Vladeck, who’s also a CNN contributor, said the provisions of the law can easily be applied to the Jan. 6 riots given that two or more people conspired to stop Congress from “performing its constitutional function of certifying President Biden’s Electoral College victory.”
Aziz Huq, a professor of law at the University of Chicago and a former civil rights attorney, said the Ku Klux Klan Act was a response to the emergence of the KKK as a kind of instrument for reestablishing racial hierarchies in the South.
Huq said that initially the law lost momentum because the Supreme Court had a series of rulings that were very hostile, particularly to civil rights claimants such as Black people facing violence in the South. There was also a national movement away from the idea of Southern Reconstruction, Huq said.
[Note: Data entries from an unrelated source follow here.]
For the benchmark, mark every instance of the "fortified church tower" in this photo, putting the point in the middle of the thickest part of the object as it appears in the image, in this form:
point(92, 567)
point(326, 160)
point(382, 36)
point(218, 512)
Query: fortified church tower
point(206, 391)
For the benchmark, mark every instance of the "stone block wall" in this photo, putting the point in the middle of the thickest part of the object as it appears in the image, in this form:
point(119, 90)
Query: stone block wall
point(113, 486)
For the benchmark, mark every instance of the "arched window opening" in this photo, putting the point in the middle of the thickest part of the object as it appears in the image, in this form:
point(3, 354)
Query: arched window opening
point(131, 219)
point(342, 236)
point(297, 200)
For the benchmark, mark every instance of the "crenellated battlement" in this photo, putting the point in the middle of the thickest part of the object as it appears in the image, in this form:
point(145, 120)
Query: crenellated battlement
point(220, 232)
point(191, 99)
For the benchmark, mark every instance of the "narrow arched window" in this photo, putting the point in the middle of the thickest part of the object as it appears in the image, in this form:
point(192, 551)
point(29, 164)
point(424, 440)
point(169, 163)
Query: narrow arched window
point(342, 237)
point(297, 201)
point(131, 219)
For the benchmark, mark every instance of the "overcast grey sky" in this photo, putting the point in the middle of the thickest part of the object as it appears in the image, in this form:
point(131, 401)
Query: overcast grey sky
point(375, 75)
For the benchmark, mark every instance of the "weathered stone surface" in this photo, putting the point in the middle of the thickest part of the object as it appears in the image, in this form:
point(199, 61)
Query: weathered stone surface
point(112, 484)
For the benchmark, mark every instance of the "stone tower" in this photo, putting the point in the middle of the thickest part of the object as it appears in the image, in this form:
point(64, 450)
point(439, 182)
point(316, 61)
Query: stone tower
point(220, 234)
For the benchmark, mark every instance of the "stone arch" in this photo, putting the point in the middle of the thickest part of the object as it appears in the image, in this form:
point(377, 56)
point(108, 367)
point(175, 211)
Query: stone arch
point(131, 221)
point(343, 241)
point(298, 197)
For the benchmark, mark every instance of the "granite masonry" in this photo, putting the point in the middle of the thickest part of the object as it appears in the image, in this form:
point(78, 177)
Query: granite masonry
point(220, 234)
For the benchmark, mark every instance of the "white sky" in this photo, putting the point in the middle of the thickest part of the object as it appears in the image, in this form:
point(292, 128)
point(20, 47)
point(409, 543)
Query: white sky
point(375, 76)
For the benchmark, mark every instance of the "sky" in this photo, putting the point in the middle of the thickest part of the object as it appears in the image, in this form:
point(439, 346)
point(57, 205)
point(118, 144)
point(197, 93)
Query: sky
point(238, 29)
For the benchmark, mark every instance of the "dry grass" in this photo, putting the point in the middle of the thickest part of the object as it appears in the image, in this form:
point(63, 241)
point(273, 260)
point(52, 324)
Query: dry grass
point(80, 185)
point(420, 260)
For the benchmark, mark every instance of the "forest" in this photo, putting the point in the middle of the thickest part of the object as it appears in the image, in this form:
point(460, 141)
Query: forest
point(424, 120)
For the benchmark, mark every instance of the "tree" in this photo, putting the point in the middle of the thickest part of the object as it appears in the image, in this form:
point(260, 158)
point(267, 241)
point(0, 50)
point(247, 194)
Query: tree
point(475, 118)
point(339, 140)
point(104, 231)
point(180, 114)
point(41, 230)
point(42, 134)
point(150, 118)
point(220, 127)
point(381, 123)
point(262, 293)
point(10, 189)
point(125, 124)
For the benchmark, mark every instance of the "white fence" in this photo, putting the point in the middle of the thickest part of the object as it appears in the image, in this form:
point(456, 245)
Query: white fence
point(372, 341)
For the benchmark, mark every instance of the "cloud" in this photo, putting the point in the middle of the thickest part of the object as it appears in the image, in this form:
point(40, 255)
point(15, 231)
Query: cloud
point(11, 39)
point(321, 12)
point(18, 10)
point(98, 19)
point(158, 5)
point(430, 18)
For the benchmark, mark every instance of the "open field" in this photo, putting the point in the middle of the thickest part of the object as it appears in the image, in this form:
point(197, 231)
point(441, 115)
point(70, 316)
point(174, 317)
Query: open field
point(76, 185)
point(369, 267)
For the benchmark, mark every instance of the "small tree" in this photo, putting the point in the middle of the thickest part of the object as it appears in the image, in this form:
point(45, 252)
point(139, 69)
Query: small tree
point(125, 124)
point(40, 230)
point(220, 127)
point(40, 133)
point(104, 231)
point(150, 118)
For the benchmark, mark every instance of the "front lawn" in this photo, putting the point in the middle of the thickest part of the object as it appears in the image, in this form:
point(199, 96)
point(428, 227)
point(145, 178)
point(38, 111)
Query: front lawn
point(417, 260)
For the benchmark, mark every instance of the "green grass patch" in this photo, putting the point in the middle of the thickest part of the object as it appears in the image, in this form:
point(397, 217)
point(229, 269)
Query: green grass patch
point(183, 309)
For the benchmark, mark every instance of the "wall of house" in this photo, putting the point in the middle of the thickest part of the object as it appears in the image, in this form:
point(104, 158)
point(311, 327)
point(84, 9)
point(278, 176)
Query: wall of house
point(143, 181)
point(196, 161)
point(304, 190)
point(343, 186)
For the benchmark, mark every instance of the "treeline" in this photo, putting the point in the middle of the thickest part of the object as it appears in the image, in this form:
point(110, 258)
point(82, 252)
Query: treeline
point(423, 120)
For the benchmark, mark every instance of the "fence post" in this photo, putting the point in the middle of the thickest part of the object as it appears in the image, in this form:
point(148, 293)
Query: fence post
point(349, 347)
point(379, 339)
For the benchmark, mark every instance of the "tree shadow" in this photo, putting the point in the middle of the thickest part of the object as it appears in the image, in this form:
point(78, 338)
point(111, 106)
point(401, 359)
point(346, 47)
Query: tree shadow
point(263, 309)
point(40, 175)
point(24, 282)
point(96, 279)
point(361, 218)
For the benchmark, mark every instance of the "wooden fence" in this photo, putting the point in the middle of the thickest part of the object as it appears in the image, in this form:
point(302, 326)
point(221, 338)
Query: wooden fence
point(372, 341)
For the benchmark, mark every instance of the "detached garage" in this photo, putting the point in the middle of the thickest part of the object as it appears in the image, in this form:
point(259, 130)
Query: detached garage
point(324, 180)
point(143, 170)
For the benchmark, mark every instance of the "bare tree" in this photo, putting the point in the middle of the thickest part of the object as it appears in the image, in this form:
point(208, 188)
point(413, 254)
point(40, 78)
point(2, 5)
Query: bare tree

When has the law been used?
While the statute is rarely used, a handful of lawsuits in recent years have cited it.
Notably, Trump was already facing a lawsuit that alleges he violated the KKK act when he attempted to overturn the election results of major cities last year.
The NAACP Legal Defense & Educational Fund filed the lawsuit in December, saying Trump disenfranchised voters of color by trying to “slow and stop vote counting efforts in tightly contested states.”
Last year, the National Coalition on Black Civic Participation filed a federal lawsuit against right-wing political operatives Jack Burkman and Jacob Wohl, saying they violated the KKK act when they “conspired to intimidate and threaten many thousands of eligible voters.”
Burkman and Wohl were accused of targeting Black voters in 85,000 robocalls that spread false information about voting by mail.
The statute was also cited last year in a lawsuit filed by St. Louis Circuit Attorney Kimberly M. Gardner
that claimed a police union used a racially motivated conspiracy against her.
Gardner, a Black woman, said the police union harassed and intimidated her and city officials attempted to silence her and remove her from office. The lawsuit, which was ultimately dismissed, alleged that these were attempts to block her reform efforts.